There is a wide variety of trusts recognised under South African Law. A distinction is drawn between a trust created in a last will [a testamentary trust] and one created while the planner is alive [an inter vivos trust]. All trusts have a founder [the testator or donor], trustees and designated beneficiaries [or a defined class of beneficiaries].
An inter vivos trust is probably the most useful and common vehicle in estate planning. As an artificial entity [not a natural person] it does not “die” and hence the assets it “owns” are not exposed to estate duty. A trust provides succession of benefits from one person to the next, without having to transfer ownership of the underlying assets. After a trust is created assets are generally transferred to it by way of sale in exchange for a loan account [a fixed debt due by the trust to the seller]. The value of the seller’s estate remains fixed while the assets sold are free to grow in value without the growth attracting the estate duty it would have in the original seller’s hands.

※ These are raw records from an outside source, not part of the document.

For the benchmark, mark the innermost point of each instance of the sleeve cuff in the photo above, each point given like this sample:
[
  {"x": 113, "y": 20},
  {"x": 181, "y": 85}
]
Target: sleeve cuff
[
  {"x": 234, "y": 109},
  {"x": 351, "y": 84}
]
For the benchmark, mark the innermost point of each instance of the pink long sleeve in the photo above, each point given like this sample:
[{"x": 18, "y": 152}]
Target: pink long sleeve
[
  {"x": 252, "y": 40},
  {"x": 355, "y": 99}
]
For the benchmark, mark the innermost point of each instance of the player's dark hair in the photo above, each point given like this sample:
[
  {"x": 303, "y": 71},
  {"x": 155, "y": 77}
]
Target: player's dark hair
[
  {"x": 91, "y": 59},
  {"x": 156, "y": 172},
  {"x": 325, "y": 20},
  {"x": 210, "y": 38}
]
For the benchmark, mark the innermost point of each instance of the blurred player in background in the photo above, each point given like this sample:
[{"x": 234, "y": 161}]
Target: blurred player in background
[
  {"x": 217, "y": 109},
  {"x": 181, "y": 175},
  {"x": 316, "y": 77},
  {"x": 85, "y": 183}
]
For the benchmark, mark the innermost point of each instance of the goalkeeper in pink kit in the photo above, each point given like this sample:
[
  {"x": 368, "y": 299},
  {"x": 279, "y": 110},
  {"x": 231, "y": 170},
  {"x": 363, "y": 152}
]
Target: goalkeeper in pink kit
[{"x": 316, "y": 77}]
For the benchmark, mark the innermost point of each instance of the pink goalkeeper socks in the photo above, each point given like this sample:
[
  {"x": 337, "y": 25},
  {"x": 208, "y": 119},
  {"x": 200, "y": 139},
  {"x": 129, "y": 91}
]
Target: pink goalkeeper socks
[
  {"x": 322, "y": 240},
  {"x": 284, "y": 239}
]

The advantages of trusts include: –
- structured succession planning;
- protection from personal and business creditors;
- preservation of assets against unwise utilisation by prodigal heirs;
- a viable solution to the problem of splitting a farm among heirs;
- pegging of personal estate values with resultant estate duty savings;
- splitting of income tax liabilities to minimise tax; and
- flexibility to cater for unforeseen future events.
The disadvantages of trusts include: –
- added complexity in running your financial affairs;
- costs of formation and administration [it must maintain proper financial records]; and
- a loss of personal control [the trustees must manage the trust under the terms of the deed or last will];
It is essential to do a proper cost / benefit analysis in determining whether a trust is appropriate to you. Care needs to be taken in deciding which assets can conveniently be transferred to a trust and at what cost. A properly designed trust will also cater for easy and inexpensive termination should future legislation remove the advantages they enjoy.